3 strikes in Florida’s efforts to block abortion
A woman torn about an unplanned pregnancy confides in her minister. If Florida lawmakers had their way — a way that clearly intrudes on freedom of religion, speech and privacy — the minister would first have to register as an abortion counselor, pay a fee and follow a prescribed script from the state.
The intrusive over-reach by lawmakers was shut down late last Friday by a preliminary injunction issued by a federal judge in New York.
The order follows two other significant court actions that at least put a hold on draconian legislation aimed at making it harder for women to access legal, safe abortions.
Only on the issue of abortion are many conservative lawmakers so keen on overregulation, invasion of privacy and unequal treatment of medical facilities.
The Florida Supreme Court earlier barred enforcement of a statute mandating a 24-hour waiting period before a woman may obtain an abortion until a full trial can be held.
And Planned Parenthood successfully challenged part of a law that barred abortion providers from receiving Medicaid funds for non-abortion related services including contraception, cancer screenings, and sexually transmitted disease testing.
Taken together, the three legal decisions at least temporarily derail the worst of the threats facing Florida women and families who may need abortion services and counseling.
Across the nation, similar anti-choice initiatives are winding their way through courts and statehouses.
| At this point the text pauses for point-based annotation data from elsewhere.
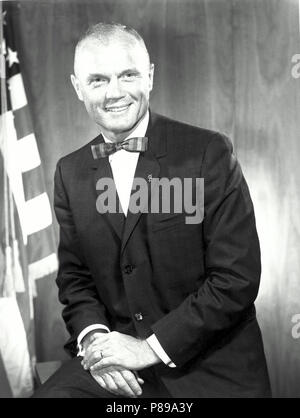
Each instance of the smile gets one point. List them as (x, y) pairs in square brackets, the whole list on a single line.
[(117, 109)]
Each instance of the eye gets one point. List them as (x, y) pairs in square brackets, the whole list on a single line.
[(98, 81), (129, 76)]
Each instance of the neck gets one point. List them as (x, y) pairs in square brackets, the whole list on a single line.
[(120, 136)]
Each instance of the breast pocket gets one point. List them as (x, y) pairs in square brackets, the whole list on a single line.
[(167, 221)]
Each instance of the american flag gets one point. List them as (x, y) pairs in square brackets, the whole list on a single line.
[(27, 246)]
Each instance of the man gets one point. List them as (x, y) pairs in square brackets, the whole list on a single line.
[(155, 305)]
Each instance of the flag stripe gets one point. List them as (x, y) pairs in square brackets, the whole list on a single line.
[(29, 154), (37, 213), (22, 121), (43, 267), (14, 348), (33, 186), (45, 247), (5, 390), (17, 92)]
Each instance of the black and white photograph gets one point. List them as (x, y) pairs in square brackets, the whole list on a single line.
[(150, 201)]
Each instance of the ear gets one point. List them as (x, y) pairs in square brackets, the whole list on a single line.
[(151, 76), (76, 86)]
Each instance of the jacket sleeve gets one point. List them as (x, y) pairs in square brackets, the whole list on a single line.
[(77, 290), (232, 262)]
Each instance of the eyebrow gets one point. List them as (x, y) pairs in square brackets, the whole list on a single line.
[(96, 75)]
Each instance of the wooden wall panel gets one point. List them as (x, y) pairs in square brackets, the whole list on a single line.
[(267, 104), (220, 64)]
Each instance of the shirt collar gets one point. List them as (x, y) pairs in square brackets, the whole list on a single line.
[(140, 130)]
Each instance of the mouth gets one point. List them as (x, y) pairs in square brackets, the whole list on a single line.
[(117, 109)]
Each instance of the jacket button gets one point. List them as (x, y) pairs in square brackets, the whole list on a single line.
[(138, 316), (128, 269)]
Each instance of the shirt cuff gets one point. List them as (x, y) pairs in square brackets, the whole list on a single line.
[(157, 348), (84, 332)]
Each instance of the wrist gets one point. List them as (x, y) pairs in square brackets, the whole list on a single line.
[(91, 336), (149, 354)]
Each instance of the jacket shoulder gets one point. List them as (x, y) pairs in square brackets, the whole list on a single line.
[(186, 135), (79, 155)]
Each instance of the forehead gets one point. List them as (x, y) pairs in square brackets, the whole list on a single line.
[(113, 56)]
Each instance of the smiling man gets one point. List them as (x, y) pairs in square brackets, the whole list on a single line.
[(155, 307)]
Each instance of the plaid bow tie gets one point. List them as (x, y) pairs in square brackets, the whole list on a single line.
[(102, 150)]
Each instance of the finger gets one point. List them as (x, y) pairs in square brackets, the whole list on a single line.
[(110, 383), (106, 362), (131, 380), (138, 378), (99, 380), (92, 357), (123, 385)]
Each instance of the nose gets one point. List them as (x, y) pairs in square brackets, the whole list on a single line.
[(113, 90)]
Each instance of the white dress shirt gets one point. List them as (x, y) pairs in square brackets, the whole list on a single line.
[(123, 165)]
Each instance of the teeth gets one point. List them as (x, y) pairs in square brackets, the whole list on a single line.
[(116, 109)]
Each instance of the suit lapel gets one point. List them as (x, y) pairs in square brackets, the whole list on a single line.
[(102, 170), (148, 165)]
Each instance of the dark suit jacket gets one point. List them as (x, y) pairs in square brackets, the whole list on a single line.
[(194, 285)]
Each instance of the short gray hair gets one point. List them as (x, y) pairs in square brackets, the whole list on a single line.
[(104, 32)]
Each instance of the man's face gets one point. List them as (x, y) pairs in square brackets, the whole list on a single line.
[(114, 81)]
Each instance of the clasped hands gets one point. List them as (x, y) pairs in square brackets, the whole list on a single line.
[(113, 360)]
Fortunately, courts are generally protecting a woman’s right to choose an abortion with adequate privacy and access to appropriate treatment and counsel.
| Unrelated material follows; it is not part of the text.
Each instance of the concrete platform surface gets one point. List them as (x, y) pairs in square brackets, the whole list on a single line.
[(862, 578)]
In the latest order, Tallahassee federal Judge Robert L. Hinkle blocked the legislation that would make it a crime to advise or assist a woman seeking an abortion without registering with the state.
“This law is an example of how far Florida politicians are willing to go to compromise a woman’s right to access abortion,” said Talcott Camp, deputy director of the ACLU Reproductive Freedom Project. “A woman’s trusted advisers, whom she turns to for personal and private conversations when considering abortion, should be free to provide compassionate support without the threat of criminal charges. We are very pleased that the court has blocked these dangerous requirements from causing further harm.”
The law also imposes special requirements on anyone counseling a minor about abortion by mandating that the adviser notify the minor’s parents. Any violations would subject the adviser to possible criminal sanctions, up to a year in jail.
As the judge wrote, the law violates the First Amendment because it places no burdens on a “minister or other person” for giving advice or help to someone seeking “vaccinations or cancer treatment or an infinite variety of other services,” but does so if the person’s “advice or help” is for someone trying to obtain abortion care.
Over-regulation thy name is anti-abortion forces. The 24-hour waiting period — ostensibly to allow a woman to reconsider before ending a pregnancy — is thinly disguised discrimination adding to the financial burden of women seeking abortions by making them take more time off work between initial counseling and abortion services. The lawmakers apparently feel such reconsideration time isn’t necessary for any other surgical procedure, from heart transplants to plastic surgery.
Women seek abortions for myriad reasons rarely acknowledged by antiabortion fanatics: some have medical concerns for themselves or the child, some cannot afford more children, some are in abusive relationships. Some, too, may not want to carry a child to term because they are unmarried, unsettled or emotionally unprepared to be a parent. Teens too young to become responsible parents may need abortion services. The anti-abortion activists prefer to pretend that abortion seekers are just misled and can be convinced to carry a baby to term for themselves or adoption. They don’t like to consider the all-too-real medical and family problems many face.
Fortunately, still today each individual considering abortion deserves privacy and the right to seek counsel when and how she wishes. Inserting government mandates into religious relationships and speech is clearly a step too far.
The latest legal case resulted from a lawsuit filed by the American Civil Liberties Union and the law firm of Willkie, Farr & Gallagher, on behalf of three ministers, three rabbis, the Women’s Emergency Network, Emergency Medical Assistance, Inc., Palm Beach County Chapter of the National Organization for Women, and The Miami Workers Center.
On Florida laws, the courts so far are protecting the most personal of these decisions, allowing women to choose how to live their lives and plan their families. Future full hearings will ultimately determine if women and families retain the right to privacy, free speech and religious freedom.
It’s hard to imagine ministers or rabbis or other counselors facing a year in prison for failing to pay fees and recite government doctrine to members of their church, synagogue or other nonprofit.
We hope these preliminary injunctions hold. It’s encouraging that federal judges have said the plaintiffs face likely success on the merits. For now, the multi-year tilt to the right of the Florida Legislature has been righted back to preserving individual privacy.
On Florida laws, the courts so far are protecting the most personal of these decisions, allowing women to choose how to live their lives and plan their families.